Along with the "trust in the process" of working through swing-changes mentioned above, one other facet of Tiger's mental game that we can learn from is his ability to stay in the present. It is one of the most-used clichés in golf, but being able to take things one shot at a time is the ultimate performance tool. People understand this, but employing it all the time is a complex endeavor. To be like Tiger requires a very agile but also a very disciplined mind. Agile because his mental capacities need to get used in so many ways; disciplined because one has to be totally in the correct mode at the right time, without mixing up the two. Tiger obviously employs long-term planning. From the career goal of besting Nicklaus's eighteen professional major record, to the strategy of hitting mostly irons off of tees that he employed both at Southern Hills in this year's PGA and at Royal Liverpool at last year's British Open, Tiger is able consider ideas with long-term ramifications and come to productive conclusions. But he is also able to shift gears to being completely in the moment when he's hitting a given shot. And he does NOT mix the two modes when it doesn't suit him.
My favorite recent example of Tiger being totally in the moment was in the final round at Southern Hills. Tiger was pushed in that round by both Woody Austin and Ernie Els. By the 13th hole, Tiger's lead was down to a single stroke, and a birdie on the par-5 would have been really come in handy. Tiger faced an 86-yard approach to a back pin - a shot on which he could certainly capitalize. Instead, he hit the shot farther than desired, and the ball ended short-sided in the back bunker. The commentators spoke over and again about how the bunkers at Southern Hills were not allowing the players to spin the ball, and thus Tiger's was in a very precarious position.
Most players in this situation would have self-destructed. They would have put so much importance on that wedge-shot given the circumstances, and if they did not execute, they would not have been able to shake off the disappointment. This could have led to a bogey on the 13th, to losing the lead, and maybe even to losing the tournament. This downward spiral has happened to a number of golfers, and it tends to have long-term ramifications. Instead, Tiger did what he did all week, and has done for his entire career. First, he didn't look like his confidence was shaken by the wedge shot, indicating to me that he hadn't placed any more or less importance on that one shot, despite the context. Second, he instantly moved on to his next job: again, it was playing the shot at hand - the bunker shot. Third, he was able to execute the bunker shot to perfection, saving par and holding on to that slim lead. I'm not saying that because you are in the present that you will always execute the shot that you would like. But you will give yourself the opportunity to execute properly if you are totally in the moment, whereas if you are looking at what already happened, or projecting forward to what may or may not happen, you surely won't be hitting your present shot at full mental capacity.

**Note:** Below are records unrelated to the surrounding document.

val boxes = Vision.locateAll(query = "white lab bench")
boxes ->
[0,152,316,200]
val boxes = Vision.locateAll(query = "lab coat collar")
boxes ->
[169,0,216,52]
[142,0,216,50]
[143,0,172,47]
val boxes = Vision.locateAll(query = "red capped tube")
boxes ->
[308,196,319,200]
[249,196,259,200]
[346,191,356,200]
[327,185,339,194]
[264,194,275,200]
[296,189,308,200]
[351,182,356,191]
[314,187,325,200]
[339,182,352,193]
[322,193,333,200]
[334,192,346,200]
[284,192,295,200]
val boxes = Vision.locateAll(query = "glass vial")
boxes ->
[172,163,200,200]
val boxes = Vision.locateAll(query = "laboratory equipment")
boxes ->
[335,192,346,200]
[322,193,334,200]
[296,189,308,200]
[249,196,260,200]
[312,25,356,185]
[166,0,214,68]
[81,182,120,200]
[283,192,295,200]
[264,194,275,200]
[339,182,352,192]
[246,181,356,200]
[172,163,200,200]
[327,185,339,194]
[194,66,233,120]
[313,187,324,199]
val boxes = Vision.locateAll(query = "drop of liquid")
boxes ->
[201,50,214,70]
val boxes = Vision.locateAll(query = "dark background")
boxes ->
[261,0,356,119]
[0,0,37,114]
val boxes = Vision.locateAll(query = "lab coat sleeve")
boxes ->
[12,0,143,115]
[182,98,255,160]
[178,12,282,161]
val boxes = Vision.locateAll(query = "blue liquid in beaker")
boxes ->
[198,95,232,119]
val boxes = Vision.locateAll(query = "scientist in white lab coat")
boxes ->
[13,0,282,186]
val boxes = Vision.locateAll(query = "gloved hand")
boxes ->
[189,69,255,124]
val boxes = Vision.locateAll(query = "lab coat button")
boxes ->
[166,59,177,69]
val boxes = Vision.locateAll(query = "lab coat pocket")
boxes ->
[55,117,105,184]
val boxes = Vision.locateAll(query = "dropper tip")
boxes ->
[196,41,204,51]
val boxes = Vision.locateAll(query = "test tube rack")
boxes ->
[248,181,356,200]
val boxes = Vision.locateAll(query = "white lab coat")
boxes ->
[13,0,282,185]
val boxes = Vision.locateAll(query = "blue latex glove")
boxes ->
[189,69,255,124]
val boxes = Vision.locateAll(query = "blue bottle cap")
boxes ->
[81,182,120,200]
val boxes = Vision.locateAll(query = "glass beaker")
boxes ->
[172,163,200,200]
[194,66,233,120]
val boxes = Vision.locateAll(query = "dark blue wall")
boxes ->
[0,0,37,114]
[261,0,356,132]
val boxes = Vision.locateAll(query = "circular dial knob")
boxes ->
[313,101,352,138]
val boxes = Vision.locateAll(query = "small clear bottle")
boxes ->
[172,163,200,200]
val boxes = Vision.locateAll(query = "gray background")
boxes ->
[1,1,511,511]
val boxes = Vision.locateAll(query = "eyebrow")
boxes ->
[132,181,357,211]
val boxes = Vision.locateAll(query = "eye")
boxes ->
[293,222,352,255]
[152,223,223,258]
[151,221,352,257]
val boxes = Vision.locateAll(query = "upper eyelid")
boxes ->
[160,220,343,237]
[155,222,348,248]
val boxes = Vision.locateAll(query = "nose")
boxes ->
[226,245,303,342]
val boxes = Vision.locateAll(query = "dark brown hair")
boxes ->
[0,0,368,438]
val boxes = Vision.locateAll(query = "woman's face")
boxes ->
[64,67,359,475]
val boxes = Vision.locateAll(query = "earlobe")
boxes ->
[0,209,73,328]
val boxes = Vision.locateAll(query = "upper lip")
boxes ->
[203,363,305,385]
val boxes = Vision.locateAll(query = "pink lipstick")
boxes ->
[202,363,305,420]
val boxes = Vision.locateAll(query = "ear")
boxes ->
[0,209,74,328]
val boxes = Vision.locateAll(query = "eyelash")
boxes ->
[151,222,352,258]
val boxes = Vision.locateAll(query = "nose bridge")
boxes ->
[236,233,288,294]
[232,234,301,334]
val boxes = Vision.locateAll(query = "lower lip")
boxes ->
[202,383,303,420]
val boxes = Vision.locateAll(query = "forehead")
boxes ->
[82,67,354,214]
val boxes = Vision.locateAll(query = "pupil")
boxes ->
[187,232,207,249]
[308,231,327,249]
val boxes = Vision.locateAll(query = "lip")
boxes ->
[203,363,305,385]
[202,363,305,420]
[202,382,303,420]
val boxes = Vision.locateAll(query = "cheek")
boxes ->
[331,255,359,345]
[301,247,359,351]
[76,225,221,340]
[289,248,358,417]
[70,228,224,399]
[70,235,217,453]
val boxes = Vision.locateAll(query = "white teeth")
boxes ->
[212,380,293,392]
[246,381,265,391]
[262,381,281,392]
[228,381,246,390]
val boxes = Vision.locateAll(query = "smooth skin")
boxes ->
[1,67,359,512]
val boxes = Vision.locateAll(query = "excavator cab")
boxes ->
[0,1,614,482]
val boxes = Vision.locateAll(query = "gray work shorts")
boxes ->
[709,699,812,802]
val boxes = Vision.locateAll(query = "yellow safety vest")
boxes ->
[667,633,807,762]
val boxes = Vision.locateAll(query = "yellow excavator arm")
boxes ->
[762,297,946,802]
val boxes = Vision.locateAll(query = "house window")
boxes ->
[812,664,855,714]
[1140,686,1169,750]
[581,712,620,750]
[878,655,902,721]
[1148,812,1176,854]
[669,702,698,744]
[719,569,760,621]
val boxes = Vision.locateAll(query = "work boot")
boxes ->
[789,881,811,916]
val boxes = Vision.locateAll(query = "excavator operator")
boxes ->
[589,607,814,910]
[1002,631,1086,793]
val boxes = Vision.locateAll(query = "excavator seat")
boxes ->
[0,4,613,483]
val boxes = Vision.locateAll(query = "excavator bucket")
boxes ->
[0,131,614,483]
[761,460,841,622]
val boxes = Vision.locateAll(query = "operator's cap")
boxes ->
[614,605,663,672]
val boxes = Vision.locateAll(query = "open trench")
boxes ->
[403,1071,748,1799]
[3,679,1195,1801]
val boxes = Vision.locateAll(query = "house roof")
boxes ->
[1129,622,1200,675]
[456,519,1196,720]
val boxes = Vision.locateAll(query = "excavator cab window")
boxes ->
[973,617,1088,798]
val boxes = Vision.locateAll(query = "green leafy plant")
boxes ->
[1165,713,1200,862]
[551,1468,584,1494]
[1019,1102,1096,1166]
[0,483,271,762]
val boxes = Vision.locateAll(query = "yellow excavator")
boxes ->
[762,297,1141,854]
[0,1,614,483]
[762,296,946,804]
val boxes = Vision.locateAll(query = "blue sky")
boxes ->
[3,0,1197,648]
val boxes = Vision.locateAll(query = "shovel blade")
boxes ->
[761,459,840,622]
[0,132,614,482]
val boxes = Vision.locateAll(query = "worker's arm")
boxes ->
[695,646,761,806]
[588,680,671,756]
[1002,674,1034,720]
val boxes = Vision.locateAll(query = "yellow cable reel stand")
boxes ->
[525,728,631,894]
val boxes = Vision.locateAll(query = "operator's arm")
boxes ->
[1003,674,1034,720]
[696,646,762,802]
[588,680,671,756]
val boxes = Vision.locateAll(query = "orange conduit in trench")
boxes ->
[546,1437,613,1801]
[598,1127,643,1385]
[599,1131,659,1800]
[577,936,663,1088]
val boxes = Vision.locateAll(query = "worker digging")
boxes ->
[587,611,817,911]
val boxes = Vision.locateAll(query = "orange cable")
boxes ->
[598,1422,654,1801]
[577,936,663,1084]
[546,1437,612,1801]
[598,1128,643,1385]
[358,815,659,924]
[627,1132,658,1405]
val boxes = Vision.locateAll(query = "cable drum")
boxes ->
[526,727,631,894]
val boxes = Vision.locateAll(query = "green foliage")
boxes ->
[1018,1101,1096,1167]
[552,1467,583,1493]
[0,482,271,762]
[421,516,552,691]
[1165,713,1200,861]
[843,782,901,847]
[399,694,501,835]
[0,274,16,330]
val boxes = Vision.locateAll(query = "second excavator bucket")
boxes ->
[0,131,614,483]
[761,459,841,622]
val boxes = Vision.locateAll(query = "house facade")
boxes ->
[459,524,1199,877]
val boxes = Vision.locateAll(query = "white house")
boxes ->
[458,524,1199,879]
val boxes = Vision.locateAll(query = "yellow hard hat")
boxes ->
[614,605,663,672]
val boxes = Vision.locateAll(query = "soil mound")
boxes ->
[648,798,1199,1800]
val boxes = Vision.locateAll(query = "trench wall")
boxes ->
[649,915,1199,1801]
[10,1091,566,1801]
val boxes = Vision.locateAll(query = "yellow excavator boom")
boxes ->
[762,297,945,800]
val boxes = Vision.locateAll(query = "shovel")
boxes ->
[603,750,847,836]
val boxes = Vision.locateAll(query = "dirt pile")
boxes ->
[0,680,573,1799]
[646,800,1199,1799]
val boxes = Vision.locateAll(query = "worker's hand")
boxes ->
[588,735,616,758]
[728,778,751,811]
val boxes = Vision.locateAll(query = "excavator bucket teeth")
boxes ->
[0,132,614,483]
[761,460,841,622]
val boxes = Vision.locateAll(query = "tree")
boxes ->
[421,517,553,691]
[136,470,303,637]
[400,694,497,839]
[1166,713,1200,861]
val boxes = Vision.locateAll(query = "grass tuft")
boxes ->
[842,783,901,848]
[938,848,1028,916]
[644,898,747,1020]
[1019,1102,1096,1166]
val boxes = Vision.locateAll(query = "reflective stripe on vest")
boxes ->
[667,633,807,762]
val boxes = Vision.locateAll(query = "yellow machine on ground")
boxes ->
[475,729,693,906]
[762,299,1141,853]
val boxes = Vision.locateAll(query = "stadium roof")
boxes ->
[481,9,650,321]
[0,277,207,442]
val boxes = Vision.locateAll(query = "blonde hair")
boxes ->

So, back to the forward-looking approach. We, as spectators, have the luxury of projecting forward to what Tiger may or may not do. Tiger has also stated his long-term intentions, but I believe that is only used as a roadmap for what to work on, and as fuel and motivation to continue to work hard in order to make those goals a reality. But as a performer, once he has the chance to make history, i.e. by playing in an actual tournament, he switches gears with singular focus onto the task at hand: playing the shot that he is facing at that very moment, and no other. Hopefully we can all work on this skill, along with our physical conditioning and technical proficiency, in order to maximize our personal potential.